Aimez la véritable gloire :
Soyez amant sans art, élégant sans fadeur
Il faut être savant, mais sans pédanterie ;
Aimer les arts sans frénésie ;
Croire aux amis, croire au bonheur :
Il faut, pour le grand nombre, étaler son génie ;
Pour les amis, laisser parler son cœur.


ÉPÎTRE A MADAME DE BAYARD.


Quoi ! tu veux être mon amie !
Tu fais taire la calomnie.
Ah ! devois-je espérer encor,
Au siècle de la jalousie,
De trouver ce rare trésor.
Quoi ! Bayard, toi, jeune et jolie,
Toi, qui soumets tout à tes vœux,
Tu ne porterois point envie
À cet art enchanteur que j’ai reçu des cieux,
À l’art des vers, à ce mensonge heureux
Qui fait le bonheur de la vie ?
Tu méprises les agrémens
Que donnent les pompons, le fard, le ton frivole.

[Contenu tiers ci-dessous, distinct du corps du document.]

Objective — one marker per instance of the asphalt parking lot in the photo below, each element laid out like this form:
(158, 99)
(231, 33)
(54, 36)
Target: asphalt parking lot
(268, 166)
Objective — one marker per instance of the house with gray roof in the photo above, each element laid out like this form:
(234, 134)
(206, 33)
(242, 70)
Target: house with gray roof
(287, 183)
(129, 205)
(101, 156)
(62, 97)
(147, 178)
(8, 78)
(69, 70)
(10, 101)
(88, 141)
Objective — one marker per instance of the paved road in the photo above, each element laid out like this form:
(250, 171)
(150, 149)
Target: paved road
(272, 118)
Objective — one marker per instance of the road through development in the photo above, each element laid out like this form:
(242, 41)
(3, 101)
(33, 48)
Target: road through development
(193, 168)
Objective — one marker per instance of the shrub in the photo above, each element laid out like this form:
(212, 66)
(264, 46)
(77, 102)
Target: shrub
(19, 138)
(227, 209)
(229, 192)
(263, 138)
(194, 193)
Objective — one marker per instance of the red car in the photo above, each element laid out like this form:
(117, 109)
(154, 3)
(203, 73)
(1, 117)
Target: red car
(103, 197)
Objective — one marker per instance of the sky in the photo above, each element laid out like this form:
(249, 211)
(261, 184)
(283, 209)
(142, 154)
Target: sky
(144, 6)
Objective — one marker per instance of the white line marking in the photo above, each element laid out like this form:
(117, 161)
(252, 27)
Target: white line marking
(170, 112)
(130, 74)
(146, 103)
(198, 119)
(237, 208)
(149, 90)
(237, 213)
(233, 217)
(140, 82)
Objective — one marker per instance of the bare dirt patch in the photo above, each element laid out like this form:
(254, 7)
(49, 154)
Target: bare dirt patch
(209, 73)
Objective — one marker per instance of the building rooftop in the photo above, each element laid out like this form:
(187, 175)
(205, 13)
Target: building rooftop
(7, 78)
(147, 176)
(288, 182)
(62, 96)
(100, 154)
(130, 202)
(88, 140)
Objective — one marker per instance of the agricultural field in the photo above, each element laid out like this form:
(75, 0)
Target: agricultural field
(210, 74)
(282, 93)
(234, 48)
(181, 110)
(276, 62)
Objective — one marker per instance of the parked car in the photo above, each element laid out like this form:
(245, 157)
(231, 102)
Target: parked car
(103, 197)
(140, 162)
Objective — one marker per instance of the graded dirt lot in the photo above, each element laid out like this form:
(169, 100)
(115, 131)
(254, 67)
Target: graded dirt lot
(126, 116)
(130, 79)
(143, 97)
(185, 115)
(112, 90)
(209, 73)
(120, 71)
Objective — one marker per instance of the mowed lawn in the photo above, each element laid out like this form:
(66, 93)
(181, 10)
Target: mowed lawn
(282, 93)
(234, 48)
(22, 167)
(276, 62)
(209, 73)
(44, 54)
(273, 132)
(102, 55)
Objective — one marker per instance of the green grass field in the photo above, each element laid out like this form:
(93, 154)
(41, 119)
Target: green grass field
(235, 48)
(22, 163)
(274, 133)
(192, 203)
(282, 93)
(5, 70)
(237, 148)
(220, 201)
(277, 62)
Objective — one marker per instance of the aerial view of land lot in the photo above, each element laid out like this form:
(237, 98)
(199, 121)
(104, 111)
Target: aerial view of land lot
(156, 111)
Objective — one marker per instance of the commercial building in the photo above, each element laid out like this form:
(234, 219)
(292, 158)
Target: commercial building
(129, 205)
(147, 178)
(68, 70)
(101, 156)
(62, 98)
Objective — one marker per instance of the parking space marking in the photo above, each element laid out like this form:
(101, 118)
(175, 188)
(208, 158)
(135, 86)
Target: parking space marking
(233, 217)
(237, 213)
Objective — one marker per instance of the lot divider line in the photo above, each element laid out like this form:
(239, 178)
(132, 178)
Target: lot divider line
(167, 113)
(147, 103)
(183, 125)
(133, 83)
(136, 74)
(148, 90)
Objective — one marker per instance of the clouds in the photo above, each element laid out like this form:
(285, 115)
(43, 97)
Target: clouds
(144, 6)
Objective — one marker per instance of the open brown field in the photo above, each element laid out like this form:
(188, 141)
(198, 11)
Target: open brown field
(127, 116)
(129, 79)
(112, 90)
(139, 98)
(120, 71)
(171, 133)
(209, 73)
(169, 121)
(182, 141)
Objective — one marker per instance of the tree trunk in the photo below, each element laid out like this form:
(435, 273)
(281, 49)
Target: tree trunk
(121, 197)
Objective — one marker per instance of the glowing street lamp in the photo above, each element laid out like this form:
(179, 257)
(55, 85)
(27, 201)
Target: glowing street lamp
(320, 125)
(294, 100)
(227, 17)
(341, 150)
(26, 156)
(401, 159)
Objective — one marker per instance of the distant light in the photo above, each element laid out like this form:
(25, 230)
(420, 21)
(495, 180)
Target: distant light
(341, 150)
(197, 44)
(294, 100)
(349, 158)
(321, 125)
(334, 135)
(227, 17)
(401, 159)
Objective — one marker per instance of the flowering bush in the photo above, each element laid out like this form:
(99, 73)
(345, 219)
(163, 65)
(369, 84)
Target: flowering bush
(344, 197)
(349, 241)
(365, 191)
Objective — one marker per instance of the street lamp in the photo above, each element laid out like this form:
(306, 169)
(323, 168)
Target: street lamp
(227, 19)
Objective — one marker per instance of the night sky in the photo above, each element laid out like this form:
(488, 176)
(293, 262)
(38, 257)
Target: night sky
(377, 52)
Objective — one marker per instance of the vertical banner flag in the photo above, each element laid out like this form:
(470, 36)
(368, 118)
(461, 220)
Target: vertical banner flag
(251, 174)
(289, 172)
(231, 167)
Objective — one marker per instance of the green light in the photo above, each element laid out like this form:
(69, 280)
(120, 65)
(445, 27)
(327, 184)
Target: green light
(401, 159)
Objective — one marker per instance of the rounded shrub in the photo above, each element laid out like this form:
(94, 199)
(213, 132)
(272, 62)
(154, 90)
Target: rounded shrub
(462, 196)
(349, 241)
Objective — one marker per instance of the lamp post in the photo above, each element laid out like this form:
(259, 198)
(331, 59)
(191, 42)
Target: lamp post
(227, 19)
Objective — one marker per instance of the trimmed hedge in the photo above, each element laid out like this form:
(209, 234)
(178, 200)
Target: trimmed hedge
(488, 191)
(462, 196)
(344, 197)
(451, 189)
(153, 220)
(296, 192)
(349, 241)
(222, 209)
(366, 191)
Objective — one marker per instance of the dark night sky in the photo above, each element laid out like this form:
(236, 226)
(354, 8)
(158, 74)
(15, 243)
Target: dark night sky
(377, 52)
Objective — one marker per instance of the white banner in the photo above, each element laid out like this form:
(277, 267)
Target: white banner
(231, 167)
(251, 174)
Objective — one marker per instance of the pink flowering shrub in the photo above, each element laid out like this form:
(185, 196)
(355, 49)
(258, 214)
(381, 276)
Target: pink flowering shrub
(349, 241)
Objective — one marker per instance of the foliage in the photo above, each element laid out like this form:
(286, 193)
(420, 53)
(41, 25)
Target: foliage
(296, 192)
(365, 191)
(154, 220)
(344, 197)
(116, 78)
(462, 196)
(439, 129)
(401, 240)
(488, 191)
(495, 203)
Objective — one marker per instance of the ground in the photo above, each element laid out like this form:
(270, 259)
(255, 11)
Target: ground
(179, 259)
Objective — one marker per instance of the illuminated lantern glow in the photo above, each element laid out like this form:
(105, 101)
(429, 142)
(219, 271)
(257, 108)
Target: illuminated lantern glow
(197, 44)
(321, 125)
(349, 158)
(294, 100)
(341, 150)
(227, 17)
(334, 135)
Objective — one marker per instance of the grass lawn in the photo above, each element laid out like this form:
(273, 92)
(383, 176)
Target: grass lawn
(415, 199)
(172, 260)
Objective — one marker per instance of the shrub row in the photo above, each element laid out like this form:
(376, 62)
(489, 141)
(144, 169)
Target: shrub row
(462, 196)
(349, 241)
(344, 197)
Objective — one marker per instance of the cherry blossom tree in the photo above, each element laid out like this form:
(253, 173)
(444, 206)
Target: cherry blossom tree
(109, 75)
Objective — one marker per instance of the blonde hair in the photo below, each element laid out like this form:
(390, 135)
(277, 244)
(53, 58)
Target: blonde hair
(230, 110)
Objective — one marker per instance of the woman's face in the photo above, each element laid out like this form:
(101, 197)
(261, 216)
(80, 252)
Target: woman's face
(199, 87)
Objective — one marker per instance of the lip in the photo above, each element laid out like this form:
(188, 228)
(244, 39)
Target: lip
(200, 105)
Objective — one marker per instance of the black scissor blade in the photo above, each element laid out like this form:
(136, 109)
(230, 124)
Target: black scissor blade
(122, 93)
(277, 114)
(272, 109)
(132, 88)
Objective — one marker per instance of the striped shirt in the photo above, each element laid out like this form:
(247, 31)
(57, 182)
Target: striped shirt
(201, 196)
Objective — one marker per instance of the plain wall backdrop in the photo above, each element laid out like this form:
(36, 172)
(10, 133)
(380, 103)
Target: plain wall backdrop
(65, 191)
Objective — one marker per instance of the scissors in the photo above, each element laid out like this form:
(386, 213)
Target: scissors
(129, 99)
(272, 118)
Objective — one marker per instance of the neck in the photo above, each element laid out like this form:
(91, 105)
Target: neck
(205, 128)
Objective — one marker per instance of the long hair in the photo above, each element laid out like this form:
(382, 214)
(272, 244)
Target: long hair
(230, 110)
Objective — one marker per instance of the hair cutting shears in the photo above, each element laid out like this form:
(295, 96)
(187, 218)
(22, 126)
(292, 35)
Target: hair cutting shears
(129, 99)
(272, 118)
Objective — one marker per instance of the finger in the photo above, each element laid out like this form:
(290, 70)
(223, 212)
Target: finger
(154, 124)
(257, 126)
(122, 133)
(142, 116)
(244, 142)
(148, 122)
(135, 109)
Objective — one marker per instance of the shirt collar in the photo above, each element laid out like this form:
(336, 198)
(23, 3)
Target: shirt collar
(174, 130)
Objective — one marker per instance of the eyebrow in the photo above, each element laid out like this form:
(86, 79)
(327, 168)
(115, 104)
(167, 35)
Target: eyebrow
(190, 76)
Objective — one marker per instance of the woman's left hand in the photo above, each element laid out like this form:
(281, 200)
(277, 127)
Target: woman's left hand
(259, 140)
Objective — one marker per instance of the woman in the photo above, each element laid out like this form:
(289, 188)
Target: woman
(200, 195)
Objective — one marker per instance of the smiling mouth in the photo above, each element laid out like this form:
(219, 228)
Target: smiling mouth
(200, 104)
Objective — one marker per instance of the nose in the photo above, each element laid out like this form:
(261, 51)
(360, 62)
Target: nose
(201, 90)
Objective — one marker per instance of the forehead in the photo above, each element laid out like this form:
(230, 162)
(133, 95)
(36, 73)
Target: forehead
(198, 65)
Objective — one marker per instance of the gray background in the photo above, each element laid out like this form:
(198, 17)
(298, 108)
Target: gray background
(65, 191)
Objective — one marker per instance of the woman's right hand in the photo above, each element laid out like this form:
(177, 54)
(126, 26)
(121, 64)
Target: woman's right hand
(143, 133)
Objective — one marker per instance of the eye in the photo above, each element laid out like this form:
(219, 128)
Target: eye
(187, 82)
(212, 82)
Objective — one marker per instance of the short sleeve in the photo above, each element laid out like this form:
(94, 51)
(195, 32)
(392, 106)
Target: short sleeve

Tu sais que leur essaim s’envole
Comme font nos beaux jours sur les ailes du tems
Oui, tu sais dédaigner tout utile avantage,
Tu pourrois t’amuser de l’orgueil d’un grand nom.

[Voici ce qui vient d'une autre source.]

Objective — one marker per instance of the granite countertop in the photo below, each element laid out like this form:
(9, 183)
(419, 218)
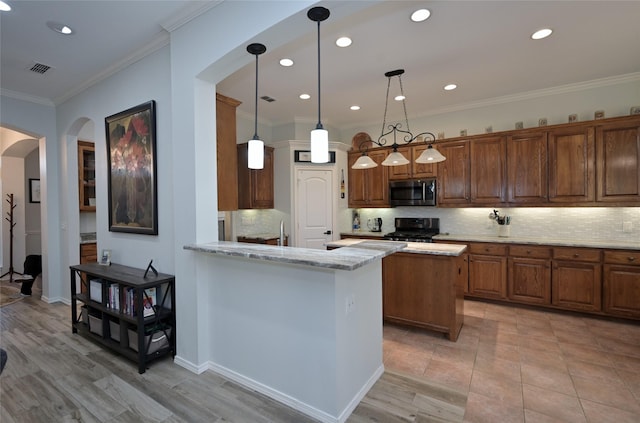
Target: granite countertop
(350, 258)
(619, 245)
(412, 247)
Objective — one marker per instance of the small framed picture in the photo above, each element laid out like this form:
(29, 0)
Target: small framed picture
(105, 258)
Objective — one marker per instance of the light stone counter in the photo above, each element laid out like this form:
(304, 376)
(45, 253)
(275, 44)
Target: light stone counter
(619, 245)
(342, 259)
(411, 247)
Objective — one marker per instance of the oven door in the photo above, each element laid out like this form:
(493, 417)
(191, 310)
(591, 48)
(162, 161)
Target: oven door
(417, 192)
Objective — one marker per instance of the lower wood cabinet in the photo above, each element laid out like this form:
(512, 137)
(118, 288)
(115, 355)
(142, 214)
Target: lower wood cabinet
(622, 283)
(425, 291)
(577, 279)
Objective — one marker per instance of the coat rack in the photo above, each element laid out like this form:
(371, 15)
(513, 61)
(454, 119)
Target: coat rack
(9, 219)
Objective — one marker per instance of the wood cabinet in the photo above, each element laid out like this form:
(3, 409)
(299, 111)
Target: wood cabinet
(577, 279)
(618, 161)
(488, 170)
(255, 186)
(572, 160)
(227, 159)
(622, 283)
(369, 187)
(488, 270)
(454, 184)
(87, 176)
(529, 274)
(424, 291)
(527, 168)
(117, 310)
(413, 170)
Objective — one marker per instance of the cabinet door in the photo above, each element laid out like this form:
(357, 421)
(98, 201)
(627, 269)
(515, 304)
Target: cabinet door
(572, 175)
(530, 280)
(488, 170)
(227, 159)
(488, 276)
(618, 161)
(577, 285)
(622, 290)
(377, 182)
(527, 168)
(404, 171)
(423, 170)
(453, 174)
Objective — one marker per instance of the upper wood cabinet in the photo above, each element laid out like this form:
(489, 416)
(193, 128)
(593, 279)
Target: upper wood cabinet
(87, 175)
(413, 170)
(618, 161)
(255, 186)
(454, 184)
(369, 187)
(527, 168)
(488, 170)
(227, 158)
(572, 162)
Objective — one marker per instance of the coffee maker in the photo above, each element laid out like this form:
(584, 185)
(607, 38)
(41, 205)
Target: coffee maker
(375, 224)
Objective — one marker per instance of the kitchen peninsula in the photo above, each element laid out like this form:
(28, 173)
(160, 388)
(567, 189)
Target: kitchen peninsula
(299, 325)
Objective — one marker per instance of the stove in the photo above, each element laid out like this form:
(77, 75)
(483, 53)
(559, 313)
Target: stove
(414, 229)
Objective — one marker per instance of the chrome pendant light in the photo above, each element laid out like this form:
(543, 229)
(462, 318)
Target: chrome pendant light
(319, 136)
(256, 145)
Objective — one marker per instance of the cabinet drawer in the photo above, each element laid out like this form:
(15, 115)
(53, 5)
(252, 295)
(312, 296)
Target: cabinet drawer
(622, 257)
(576, 254)
(488, 249)
(529, 251)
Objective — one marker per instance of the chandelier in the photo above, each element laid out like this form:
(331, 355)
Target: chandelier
(397, 131)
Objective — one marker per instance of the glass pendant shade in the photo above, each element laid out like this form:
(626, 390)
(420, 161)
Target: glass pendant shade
(430, 155)
(364, 162)
(256, 154)
(319, 146)
(395, 159)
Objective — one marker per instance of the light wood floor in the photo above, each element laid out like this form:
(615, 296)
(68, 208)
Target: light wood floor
(55, 376)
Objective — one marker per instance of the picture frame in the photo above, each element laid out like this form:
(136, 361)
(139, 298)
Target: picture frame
(105, 258)
(34, 190)
(132, 169)
(304, 156)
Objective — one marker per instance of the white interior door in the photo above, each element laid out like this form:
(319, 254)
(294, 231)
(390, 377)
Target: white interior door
(314, 208)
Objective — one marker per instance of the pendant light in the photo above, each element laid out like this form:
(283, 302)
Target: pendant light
(256, 145)
(319, 136)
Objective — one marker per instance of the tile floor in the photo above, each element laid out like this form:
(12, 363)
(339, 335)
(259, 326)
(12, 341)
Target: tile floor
(524, 365)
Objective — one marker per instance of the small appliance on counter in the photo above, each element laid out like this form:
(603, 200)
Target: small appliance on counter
(414, 229)
(375, 224)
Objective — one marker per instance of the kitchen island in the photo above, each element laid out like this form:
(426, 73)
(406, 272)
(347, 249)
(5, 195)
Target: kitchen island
(301, 326)
(423, 285)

Qui peut, mieux que Bayard, en vanter l’étalage ?

Mais au plus pur éloge, enfant de la raison,
À ceux qu’exigeroient tes attraits, ton bel âge,
Je te vois préférer la plus simple leçon.
Viens et tâche d’être immortelle,
C’est un songe assez séduisant ;
On n’est rien quand on n’est que belle,
On existe par le talent.
Viens donc, jeune Bayard, que mes foibles lumières
Puissent aider ton goût, qu’il m’éclaire à mon tour.
Viens, plaignons les Ninons et caressons l’Amour ;
Mais, comme faisoit Deshoulières.
Viens embellir nos cercles amusans
D’où nous chassons l’ennui, le jeu, la médisance,
Où nous sommes presque savans
En faisant tous vœu d’ignorance ;
Où nous joignons à quelques agrémens
L’aimable gaîté, la décence ;
Où nos amis rougissent d’être amans,
Où le désir enfin, que la raison balance,
Nous procure des jours charmans
Entre l’amour et l’innocence.
Viens souvent embellir le tranquille tableau
De mon réduit philosophique ;
Quand le cœur est content et que l’esprit s’applique,
Chaque moment offre un plaisir nouveau.